Swann also backed up his club’s strict “no-tanking policy” by giving a brief run-down on the facts surrounding their 2007 season, and how before Ratten’s appointment they were clearly the worst-performed team in the AFL competition.

“From rounds 12 to round 16 the club lost by an average of 76 points per week in five games,” he said.

Coach Denis Pagan’s contract was then terminated.

Once Ratten was appointed, Swann said, the Blues’ performance not only improved, but the new coach did as he set out to do after taking control.

The Blues’ average losing margin was reduced to “about 30 points” during Ratten’s tenure towards the end of the season – something Swann believed indicated the club’s clear desire to win.

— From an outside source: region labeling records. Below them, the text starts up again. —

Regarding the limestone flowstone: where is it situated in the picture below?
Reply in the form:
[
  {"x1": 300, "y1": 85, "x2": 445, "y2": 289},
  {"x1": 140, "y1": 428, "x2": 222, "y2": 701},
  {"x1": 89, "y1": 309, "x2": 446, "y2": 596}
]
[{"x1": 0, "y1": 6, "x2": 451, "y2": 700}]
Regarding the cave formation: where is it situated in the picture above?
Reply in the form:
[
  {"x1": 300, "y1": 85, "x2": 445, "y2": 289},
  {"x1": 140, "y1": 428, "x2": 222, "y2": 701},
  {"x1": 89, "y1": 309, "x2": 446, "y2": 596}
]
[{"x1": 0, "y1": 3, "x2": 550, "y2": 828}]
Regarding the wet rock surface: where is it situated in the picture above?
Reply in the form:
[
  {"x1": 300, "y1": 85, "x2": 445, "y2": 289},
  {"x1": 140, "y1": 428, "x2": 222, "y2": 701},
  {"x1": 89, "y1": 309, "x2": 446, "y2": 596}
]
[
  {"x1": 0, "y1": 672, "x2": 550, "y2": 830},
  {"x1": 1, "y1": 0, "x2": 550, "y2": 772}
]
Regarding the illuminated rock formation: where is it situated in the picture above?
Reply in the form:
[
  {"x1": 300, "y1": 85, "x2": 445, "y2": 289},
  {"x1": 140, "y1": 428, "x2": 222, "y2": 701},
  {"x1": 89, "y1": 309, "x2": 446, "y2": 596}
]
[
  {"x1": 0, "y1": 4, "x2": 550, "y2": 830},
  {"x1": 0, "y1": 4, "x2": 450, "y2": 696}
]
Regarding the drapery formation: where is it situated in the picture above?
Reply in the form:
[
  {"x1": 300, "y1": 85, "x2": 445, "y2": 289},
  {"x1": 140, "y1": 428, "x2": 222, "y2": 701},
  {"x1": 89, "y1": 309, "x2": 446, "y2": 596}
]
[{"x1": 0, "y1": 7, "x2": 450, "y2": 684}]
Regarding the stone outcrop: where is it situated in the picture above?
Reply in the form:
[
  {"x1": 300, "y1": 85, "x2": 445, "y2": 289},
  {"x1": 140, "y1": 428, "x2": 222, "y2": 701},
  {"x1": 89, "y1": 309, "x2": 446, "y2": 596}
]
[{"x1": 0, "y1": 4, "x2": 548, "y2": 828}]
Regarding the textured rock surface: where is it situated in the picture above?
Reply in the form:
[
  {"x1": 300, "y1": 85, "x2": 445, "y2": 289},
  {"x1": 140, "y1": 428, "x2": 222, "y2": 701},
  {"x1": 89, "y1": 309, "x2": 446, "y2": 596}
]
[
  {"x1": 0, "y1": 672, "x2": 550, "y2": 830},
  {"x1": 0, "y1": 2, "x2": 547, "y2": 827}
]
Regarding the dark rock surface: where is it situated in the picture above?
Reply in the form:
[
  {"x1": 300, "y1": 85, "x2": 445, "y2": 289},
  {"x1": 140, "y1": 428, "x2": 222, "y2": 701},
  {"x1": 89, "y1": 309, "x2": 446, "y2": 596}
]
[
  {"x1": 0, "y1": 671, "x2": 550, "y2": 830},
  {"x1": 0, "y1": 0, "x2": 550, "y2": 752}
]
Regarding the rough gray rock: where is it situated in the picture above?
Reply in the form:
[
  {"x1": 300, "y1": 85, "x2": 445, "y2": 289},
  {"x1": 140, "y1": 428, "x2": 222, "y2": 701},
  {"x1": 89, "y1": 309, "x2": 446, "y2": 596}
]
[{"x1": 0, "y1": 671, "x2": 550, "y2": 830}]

“When Brett was appointed … the mandate for Brett, and from Brett, was to look at the list, play all the kids, play them in positions that we hadn’t seen them before, because obviously our list at that stage wasn’t good enough to take us forward,” Swann said.

“And it was obviously in that period that the likes of [Michael] Jamison, [Shaun] Hampson, [Paul] Bower and [Mark] Austin all played senior football [and] we said at the time we were going to do that.”

Ratten, who was at the AFL’s season launch Thursday night and saw the Liberatore interview for the first time on Friday morning, said he wasn’t too concerned about it and was more intent on his team’s round-one clash with Richmond in six days’ time.